Figure 1 provides illustrative trajectories of serial ctDNA measurements and radiographic tumor burden for two patients in our study: one who had a robust, durable immunotherapy response (Fig. 1B) and one who had rapid disease progression (Fig. 1C). For the treatment responder, we noted a rapid decline in mutant ctDNA to undetectable levels at the first blood draw. The corresponding change in tumor size was more gradual, with radiographic PR achieved at the third scan. This patient was continuing to receive immunotherapy as of the data cutoff date. In contrast, the patient without treatment response was observed to have immediate increases in both ctDNA levels and radiographic tumor burden, and therapy was stopped shortly thereafter. Radiographic and ctDNA trajectories are provided in Supplementary Figure S1 for the remaining 26 study patients.

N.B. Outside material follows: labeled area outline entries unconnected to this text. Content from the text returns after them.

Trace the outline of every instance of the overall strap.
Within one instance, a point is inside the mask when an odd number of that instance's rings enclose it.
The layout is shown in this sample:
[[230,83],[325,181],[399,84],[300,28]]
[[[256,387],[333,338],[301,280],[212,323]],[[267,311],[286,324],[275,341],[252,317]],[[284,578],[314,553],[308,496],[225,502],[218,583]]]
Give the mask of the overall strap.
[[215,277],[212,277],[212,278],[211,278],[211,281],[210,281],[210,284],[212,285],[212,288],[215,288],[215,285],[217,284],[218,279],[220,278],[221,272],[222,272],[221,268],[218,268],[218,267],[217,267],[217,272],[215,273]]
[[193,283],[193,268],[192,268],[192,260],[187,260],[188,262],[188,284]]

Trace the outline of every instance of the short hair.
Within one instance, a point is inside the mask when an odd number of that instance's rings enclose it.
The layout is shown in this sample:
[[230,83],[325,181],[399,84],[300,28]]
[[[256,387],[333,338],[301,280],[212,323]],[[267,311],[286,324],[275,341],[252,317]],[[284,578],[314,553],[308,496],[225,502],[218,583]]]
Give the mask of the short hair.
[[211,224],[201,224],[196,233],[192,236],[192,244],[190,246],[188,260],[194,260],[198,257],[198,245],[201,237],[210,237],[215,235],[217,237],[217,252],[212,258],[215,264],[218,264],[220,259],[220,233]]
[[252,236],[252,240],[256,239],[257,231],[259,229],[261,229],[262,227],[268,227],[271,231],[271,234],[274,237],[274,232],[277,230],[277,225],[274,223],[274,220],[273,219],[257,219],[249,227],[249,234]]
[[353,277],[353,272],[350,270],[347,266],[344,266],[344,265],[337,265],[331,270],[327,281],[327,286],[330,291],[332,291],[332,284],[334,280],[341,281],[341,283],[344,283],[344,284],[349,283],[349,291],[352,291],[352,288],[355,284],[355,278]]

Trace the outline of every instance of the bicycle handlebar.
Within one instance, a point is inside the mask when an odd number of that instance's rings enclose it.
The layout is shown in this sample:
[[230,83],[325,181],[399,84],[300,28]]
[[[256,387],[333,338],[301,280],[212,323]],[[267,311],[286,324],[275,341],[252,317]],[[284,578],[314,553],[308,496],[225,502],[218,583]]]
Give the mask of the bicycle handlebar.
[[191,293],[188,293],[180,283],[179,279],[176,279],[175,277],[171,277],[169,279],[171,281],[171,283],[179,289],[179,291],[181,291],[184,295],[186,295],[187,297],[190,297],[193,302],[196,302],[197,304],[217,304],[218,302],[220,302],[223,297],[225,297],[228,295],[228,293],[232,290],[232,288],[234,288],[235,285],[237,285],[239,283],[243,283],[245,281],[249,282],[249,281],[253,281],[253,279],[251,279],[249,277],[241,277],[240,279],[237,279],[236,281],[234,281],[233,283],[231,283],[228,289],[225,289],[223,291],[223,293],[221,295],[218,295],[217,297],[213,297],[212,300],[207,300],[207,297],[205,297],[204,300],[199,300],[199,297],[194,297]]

Treatment response by ctDNA correlates with radiographic response
To formally investigate whether ctDNA could be used to monitor immunotherapy response, we first tested for agreement between radiographic response and change in ctDNA level. Although a transient increase in ctDNA levels can occur when tumor cells die in the initial phases of therapy, we predicted that the short duration and variable timing of such a spike would be difficult to consistently measure. Instead, we examined whether radiographic response was associated with a drop in ctDNA levels, which we expected would be sustained for a longer duration as the number of actively dying tumor cells diminished. We defined a “ctDNA response” as a drop in ctDNA level to <50% of baseline, with a second successive confirmatory measurement (modeled after response criteria for prostate-specific antigen) (21).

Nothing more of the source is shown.